Farmer charged after brothers found dead in river

Samruam Mekwan, 74, owner of a paddy field with an electrical wire in Khong Chai district of Kalasin, is caught on Monday following the deaths of two brothers whose bodies were found in the Chi river after being electrocuted. (Photo by Yongyuth Phuphuangpet)

KALASIN: A farmer has confessed to having dumped the bodies of two brothers in the Chi River in Khong Chai district after they were electrocuted at his farm.

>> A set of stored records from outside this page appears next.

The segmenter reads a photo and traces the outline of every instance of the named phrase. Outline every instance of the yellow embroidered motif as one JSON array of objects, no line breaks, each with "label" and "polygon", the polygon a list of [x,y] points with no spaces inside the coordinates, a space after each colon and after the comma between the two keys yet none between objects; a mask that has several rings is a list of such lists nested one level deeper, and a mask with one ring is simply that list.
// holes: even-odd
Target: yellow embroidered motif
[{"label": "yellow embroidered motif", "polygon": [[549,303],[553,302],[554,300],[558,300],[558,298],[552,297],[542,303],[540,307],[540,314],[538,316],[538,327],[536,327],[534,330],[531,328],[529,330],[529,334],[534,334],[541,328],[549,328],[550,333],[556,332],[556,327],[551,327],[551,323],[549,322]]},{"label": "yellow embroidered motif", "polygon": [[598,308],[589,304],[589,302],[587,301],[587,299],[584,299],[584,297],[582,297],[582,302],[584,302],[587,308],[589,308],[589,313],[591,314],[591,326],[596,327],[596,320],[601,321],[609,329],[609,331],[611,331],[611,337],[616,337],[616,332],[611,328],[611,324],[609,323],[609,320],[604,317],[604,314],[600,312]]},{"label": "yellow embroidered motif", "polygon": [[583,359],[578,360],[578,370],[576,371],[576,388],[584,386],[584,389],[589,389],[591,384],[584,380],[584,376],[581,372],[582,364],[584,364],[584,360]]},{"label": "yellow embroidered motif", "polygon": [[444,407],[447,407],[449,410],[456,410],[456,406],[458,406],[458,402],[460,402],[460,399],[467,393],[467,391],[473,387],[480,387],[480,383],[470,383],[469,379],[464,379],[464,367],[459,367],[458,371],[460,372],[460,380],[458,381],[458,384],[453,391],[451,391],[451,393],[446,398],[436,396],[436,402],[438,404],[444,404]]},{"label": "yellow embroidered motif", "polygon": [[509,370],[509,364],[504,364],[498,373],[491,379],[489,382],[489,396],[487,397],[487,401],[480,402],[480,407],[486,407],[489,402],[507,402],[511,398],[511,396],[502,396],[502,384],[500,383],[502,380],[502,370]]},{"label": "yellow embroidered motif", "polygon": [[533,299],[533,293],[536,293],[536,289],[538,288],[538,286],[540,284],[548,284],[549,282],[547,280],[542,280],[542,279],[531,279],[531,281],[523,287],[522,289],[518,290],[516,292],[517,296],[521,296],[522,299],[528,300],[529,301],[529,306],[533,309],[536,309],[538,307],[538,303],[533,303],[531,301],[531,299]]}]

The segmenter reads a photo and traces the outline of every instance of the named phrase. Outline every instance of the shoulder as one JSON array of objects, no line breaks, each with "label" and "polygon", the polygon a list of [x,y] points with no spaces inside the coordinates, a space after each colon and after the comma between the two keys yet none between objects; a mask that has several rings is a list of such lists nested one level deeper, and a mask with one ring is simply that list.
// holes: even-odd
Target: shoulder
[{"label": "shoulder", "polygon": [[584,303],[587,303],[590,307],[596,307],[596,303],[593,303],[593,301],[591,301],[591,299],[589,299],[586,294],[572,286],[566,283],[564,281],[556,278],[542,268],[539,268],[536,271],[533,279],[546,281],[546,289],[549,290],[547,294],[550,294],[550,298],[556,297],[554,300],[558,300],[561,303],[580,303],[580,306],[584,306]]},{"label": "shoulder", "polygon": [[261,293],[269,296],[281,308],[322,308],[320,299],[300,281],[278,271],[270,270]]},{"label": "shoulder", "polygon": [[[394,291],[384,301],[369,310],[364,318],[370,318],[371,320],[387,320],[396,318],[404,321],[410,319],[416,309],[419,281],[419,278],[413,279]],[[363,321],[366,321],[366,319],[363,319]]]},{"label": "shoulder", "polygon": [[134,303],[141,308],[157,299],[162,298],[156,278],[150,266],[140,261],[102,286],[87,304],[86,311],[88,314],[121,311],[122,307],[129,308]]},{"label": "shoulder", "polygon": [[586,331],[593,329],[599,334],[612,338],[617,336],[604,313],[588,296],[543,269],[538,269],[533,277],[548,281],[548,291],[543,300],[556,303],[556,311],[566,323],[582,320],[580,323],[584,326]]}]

Samruam Mekwan, 74, of Khong Chai district, was apprehended shortly after the two bodies were discovered in the Chi River in this northeastern province on Sunday.

The victims, identified as Niwat Assayo, 35, and his younger brother Wakkhi, 24, of Ban Tha Tum in Muang district of Maha Sarakham, sustained burns consistent with those caused by electric shocks on their bodies. 

Pol Maj Gen Tinnarat Phetpansri, the Kalasin police chief, said an investigation found that while the two victims were looking for crabs in a paddy field at Ban Non Daeng village in Khong Chai district near the river, they were electrocuted by a live electrical line the farmer had set up.

Police later took Mr Samruam for questioning.

The 74-year-old rice field owner allegedly admitted he had put the two dead men in a pushcart and dumped the bodies into the river near his village.

He told police that the wire was put up to prevent rats from destroying rice seedlings and that he normally sent electricity through it at night.

He turned off the power at around 3am on Sunday. After going to his paddy field, he found the two dead men. Fearing prosecution, he put the bodies in the pushcart and dumped them in the river, said Mr Samruam.

Pol Maj Gen Tinnarat said the farmer had been charged with recklessness causing deaths and concealment of the bodies.

The police chief warned farmers to use other ways to keep rats away from their paddy fields as using electric wires could endanger humans.